Ray Nettles

No. 51
- Position: Linebacker

Personal information
- Born: August 1, 1949 Jacksonville, Florida, U.S.
- Died: September 29, 2009 (aged 60) Jacksonville, Florida, U.S.
- Listed height: 6 ft 2 in (1.88 m)
- Listed weight: 220 lb (100 kg)

Career information
- College: Tennessee
- NFL draft: 1972: 6th round, 155th overall pick

Career history
- 1972–1976: BC Lions
- 1977: Toronto Argonauts
- 1978: Hamilton Tiger-Cats
- 1979: Ottawa Rough Riders
- 1980: Calgary Stampeders

Awards and highlights
- CFL's Most Outstanding Lineman Award (1973); DeMarco–Becket Memorial Trophy (1973); 3× CFL All-Star (1972, 1973, 1978); CFL East All-Star (1978); 4× CFL West All-Star (1972, 1973, 1974, 1977);
- Canadian Football Hall of Fame (Class of 2005)

= Ray Nettles =

American gridiron football player (1949–2009)

Ray Nettles (August 1, 1949 – September 29, 2009) was a football linebacker at the University of Tennessee who played professional Canadian football from 1972 to 1980. He was a five-time Canadian Football League (FL) All-Star and Hall of Famer.

==Early life==
Nettles was born in Jacksonville, Florida and graduated from Englewood High School in 1968. In his senior year, he was Duval County defensive player of the year and third team All-State.

Nettles accepted a scholarship to the University of Tennessee but spent his first two years as backup to two-time Pro Bowler Jack Reynolds.
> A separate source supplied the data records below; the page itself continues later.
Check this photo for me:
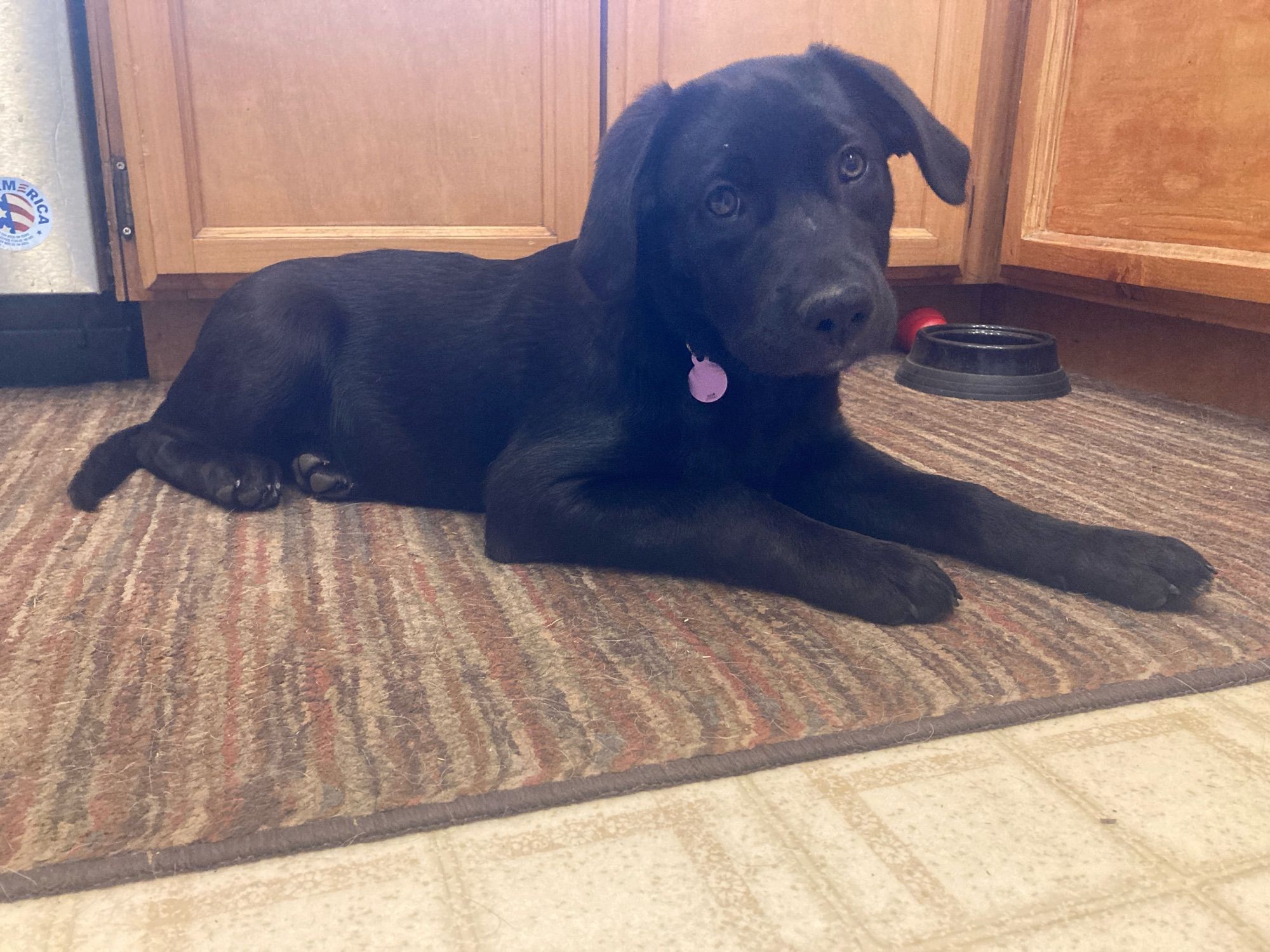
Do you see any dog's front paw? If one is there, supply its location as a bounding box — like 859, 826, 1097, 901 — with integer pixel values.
817, 542, 961, 625
1059, 526, 1214, 611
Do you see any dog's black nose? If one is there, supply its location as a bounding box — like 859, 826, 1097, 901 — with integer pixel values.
799, 284, 874, 343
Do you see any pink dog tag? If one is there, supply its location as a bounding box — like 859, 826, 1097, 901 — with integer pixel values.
688, 354, 728, 404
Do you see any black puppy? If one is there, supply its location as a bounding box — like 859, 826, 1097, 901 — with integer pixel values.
70, 47, 1212, 623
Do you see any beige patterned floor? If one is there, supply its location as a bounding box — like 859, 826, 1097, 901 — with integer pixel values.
0, 682, 1270, 952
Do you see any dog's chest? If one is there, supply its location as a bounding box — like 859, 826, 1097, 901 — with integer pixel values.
678, 387, 806, 491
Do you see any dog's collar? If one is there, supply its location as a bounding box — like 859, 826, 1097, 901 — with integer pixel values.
687, 344, 728, 404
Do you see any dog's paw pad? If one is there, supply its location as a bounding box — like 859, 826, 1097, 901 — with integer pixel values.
291, 453, 353, 499
211, 457, 282, 510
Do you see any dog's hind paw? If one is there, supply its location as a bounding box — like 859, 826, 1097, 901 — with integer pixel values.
291, 453, 354, 499
207, 457, 282, 510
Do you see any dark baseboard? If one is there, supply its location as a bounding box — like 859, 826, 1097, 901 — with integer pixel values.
0, 294, 146, 387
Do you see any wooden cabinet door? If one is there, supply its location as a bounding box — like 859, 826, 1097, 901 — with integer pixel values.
606, 0, 987, 267
1002, 0, 1270, 302
104, 0, 599, 287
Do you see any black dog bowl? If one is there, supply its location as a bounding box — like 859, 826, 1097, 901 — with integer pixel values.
895, 324, 1072, 400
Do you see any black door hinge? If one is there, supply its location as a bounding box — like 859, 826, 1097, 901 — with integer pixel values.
110, 155, 135, 241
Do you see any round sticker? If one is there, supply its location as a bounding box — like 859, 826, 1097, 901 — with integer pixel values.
0, 175, 53, 251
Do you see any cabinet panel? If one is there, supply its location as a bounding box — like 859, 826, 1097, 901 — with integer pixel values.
1003, 0, 1270, 301
110, 0, 599, 287
607, 0, 987, 267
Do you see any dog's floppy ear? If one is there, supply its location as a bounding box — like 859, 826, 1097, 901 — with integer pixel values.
806, 44, 970, 204
573, 83, 672, 300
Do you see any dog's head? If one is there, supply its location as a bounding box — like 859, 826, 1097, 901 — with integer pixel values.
574, 46, 970, 376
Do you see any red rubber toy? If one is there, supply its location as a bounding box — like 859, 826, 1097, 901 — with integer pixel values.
895, 307, 947, 350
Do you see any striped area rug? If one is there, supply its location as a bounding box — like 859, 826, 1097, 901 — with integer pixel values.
0, 357, 1270, 899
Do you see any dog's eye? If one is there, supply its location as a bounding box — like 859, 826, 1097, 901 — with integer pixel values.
838, 149, 869, 182
706, 185, 740, 218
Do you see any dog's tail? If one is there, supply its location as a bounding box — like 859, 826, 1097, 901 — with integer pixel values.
66, 423, 146, 512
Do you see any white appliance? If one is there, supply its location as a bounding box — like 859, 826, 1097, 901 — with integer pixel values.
0, 0, 105, 294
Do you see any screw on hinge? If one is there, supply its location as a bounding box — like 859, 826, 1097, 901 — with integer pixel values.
110, 156, 133, 239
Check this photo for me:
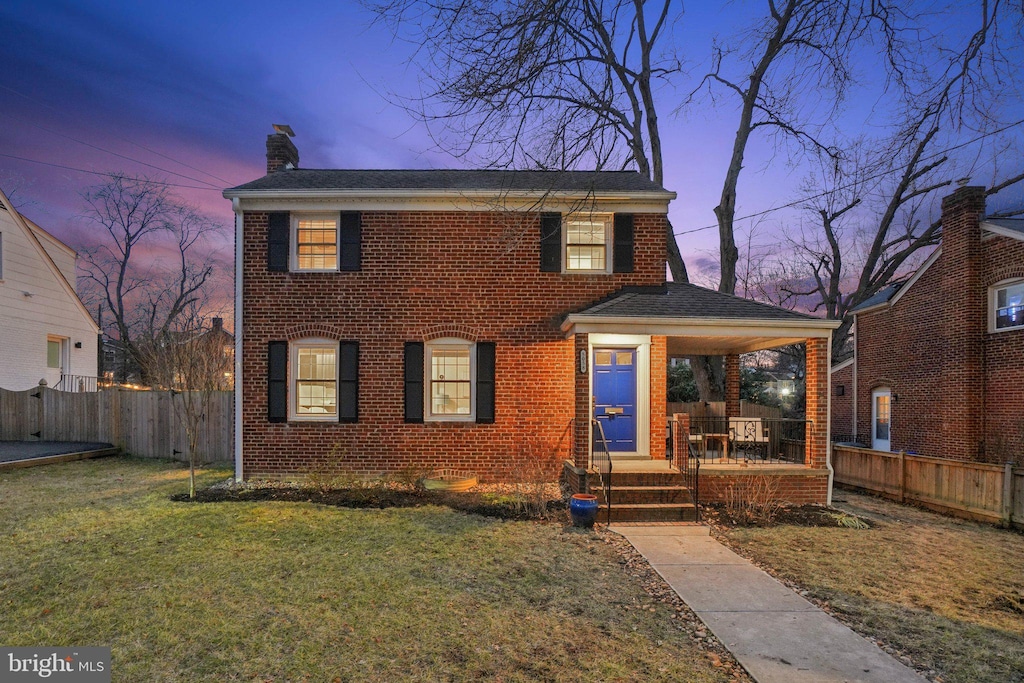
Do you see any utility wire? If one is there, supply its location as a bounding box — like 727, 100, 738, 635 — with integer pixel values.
0, 85, 232, 187
672, 119, 1024, 238
0, 153, 221, 193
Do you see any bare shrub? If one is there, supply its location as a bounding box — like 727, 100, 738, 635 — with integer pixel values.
725, 474, 783, 526
510, 436, 558, 516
In the two seasons that Nettles started as linebacker, Tennessee's record was 21–3 and he was named to the All-SEC team in 1971.

==Professional career==
The Miami Dolphins drafted him in the sixth round of the 1972 NFL draft, but he chose the CFL because they offered twice as much money and the opportunity to play immediately. At Miami, he would have competed for a starting job against All-Pro linebacker Nick Buoniconti. Nettles was quoted in a 1999 Florida Times-Union article, "It's not like I was afraid to play in the NFL. I could have had success there, but I already waited my turn behind Jack Reynolds at Tennessee, and I didn't want to do that again. I wanted to prove myself right away."

Nettles started his pro career for the BC Lions in 1972 and was named to the All-Star team his first year. In his second year, he won the 1973 CFL's Most Outstanding Lineman Award and was again named to the All-Star team. He remained with the Lions through the 1976 season, then played for the Toronto Argonauts in 1977, the Hamilton Tiger-Cats in 1978, the Ottawa Rough Riders in 1979, and the Calgary Stampeders in 1980. He was inducted into the Canadian Football Hall of Fame in 2005.

==Personal life==
While playing football, Nettles was known as a tough guy with long hair who partied hard and drove fast motorcycles. His profile on the Canadian Football Hall of Fame website states: "He became known as much for his colourful off field personality as for his on field feistiness."
Nettles struggled throughout much of his adult life with alcohol and cocaine addictions, which contributed to three divorces and multiple attempts at rehabilitation. He was finally successful in November 2008 after a six-week stay at Willingway Hospital. He explained his attitude in a July 2009 interview:

In my mind, I wasn't suppose [sic] to live past 50, so I didn't take rehabilitation seriously the first few times I tried it. I was always standing on the edge, looking over a cliff, but stepping backwards. A few times, I slipped and saw a couple of the rocks fall and God spared me many times. I just never could figure out why until this past year.

As part of his sobriety, Nettles became a Christian and regained self-respect and dignity, which allowed him to live his final months at peace.

==Death==
Nettles died at a hospice in Jacksonville, Florida on September 29, 2009, after a long battle with liver and lung cancer.